Every now and then I hear from a client who jumped from the proverbial frying pan into a fire. And sometimes it’s even a senior level client – a Director of H.R. comes to mind. Promised executive-level strategic planning the new hire found herself handling recruiting day in and day out.
Is there any way to avoid this scenario?
Let’s step back to the hiring process. You sit in waiting room, knowing that at each step you are evaluated – by the receptionist, the interview team member who comes out to fetch you, each person in the team – everyone is observing your every move and communication! And so you are on best behaviour.
The company’s representatives realize that you are also evaluating them – their culture and the solidity of the business – and so everyone who represents the company is also on best behaviour. They entice you with benefits, hope to inspire you with examples of flexible work arrangements, and reel you in with three weeks of vacation to start!
It is up to you to conduct due diligence, and here are a few ideas for how to do so.
- “Discretely” solicit opinions from former employees or competitors through social networks or even by contacting existing employees. I once called an existing employee who warned me that the job to which I’d applied required two people but the budget allowed for only one.
- If appropriate, review annual reports and financial info to measure the company’s business health. I’ve also had clients who joined companies only to learn that a merger was almost complete, after which a good chunk of the most recent hires was let go.
- Request details of benefits and make sure the company offers what you need – EAP, annual physics, the right to choose holistic approaches over traditional?
- Ask questions such as “how is the turnover in the company?” or “what do you enjoy about working here?” Or ask whether their sick leave statistics are equal to or better (or worse) than industry averages. If they are worse, it’s not a good sign! Brave questions that not everyone would ask, but framed politely they are acceptable.
These are but a beginning and truly hardly scratch the surface of potential pitfalls. Determining a company’s health – as in whether or not it is toxic – is more likely if one learns to read between the lines or trust a gut-reaction. Let me share an example.
I recall an interview that I attended at a leading “think-tank” institution. The two interviewers gave me enough signals that I knew something was “hinky.” The two did not break a smile, rarely made eye contact with one-another, did not speak to one another … I knew I didn’t want to get into that hornet’s nest!
Learn to pay attention to body language. Not always overt as in rolling eyes and finger twirling a “crazy in the head” message, even fairly subtle signs as in my interview signal trouble. For example, as you wait for your interview pay attention to staff. Hunched shoulders, deep worry lines, and scowls on people racing to and fro are not great signs!

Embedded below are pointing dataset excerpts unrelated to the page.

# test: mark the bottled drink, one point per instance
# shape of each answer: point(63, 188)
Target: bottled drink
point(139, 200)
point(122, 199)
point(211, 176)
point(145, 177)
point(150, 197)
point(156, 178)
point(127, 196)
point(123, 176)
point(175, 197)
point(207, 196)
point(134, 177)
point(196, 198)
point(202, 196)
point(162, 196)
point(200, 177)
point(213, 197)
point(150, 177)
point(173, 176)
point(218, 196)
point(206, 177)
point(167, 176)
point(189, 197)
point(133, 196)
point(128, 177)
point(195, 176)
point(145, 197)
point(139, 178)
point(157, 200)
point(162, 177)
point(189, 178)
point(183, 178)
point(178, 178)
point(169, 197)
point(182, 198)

Another form of red-flag signs is verbal. Listen to the team’s use of language. If they refer to your potential boss as “hard-hitting, unrelenting, goal-smashing, task-master” or other language that has your inner toxic-radar quivering, either ask for clarification or stay on heightened alert for more such signs.
Although good manners are useful for getting along, an overly polite environment may indicate a forced culture – forced and enforced! To determine whether the politeness is genuine, strike up conversations with the receptionist or in the interview. You should feel a level of human connection – a chuckle, a laugh, or a shared opinion – and not a stilted and insincere politeness.
As you walk through the workplace, peek into cubicles or offices – is a measure of individuality allowed? If not, this could indicate a strictly imposed “appearance” that you may not buy into.
I recall another job I had – I lasted three days! My first clue was the first day. Quitting time came and went and no one, not one person, was making any move to pack up and go. I wandered out of my office and asked whether my clock was incorrect. No, smiled the woman I’d asked, it’s just that the boss has a tendency to call at five minutes after five, and ask whoever answers who else is still working. Actually my first clue was in the interview. The owner made a comment that triggered my “oh-oh” radar.
Those gut-reactions are critical and worth paying attention to. If triggered, make it a point to ask questions related to your concerns BEFORE you accept an offer. But if you do accept an offer and then regret it, bail quickly. Don’t get stuck in the job where a year later you are still recruiting rather than planning strategy as did my HR Director.
Toxic workplaces take a heavy toll on your emotional health, which research shows can lead to a toll on your physical health with a lowered immune system and possibly serious disease. Aside from that (as if that’s not reason enough!), working in a toxic environment reduces your ability to produce, which then negatively affects your resume’s content.
Do yourself and your career a favour: learn to read the signs and stay clear of toxic workplaces.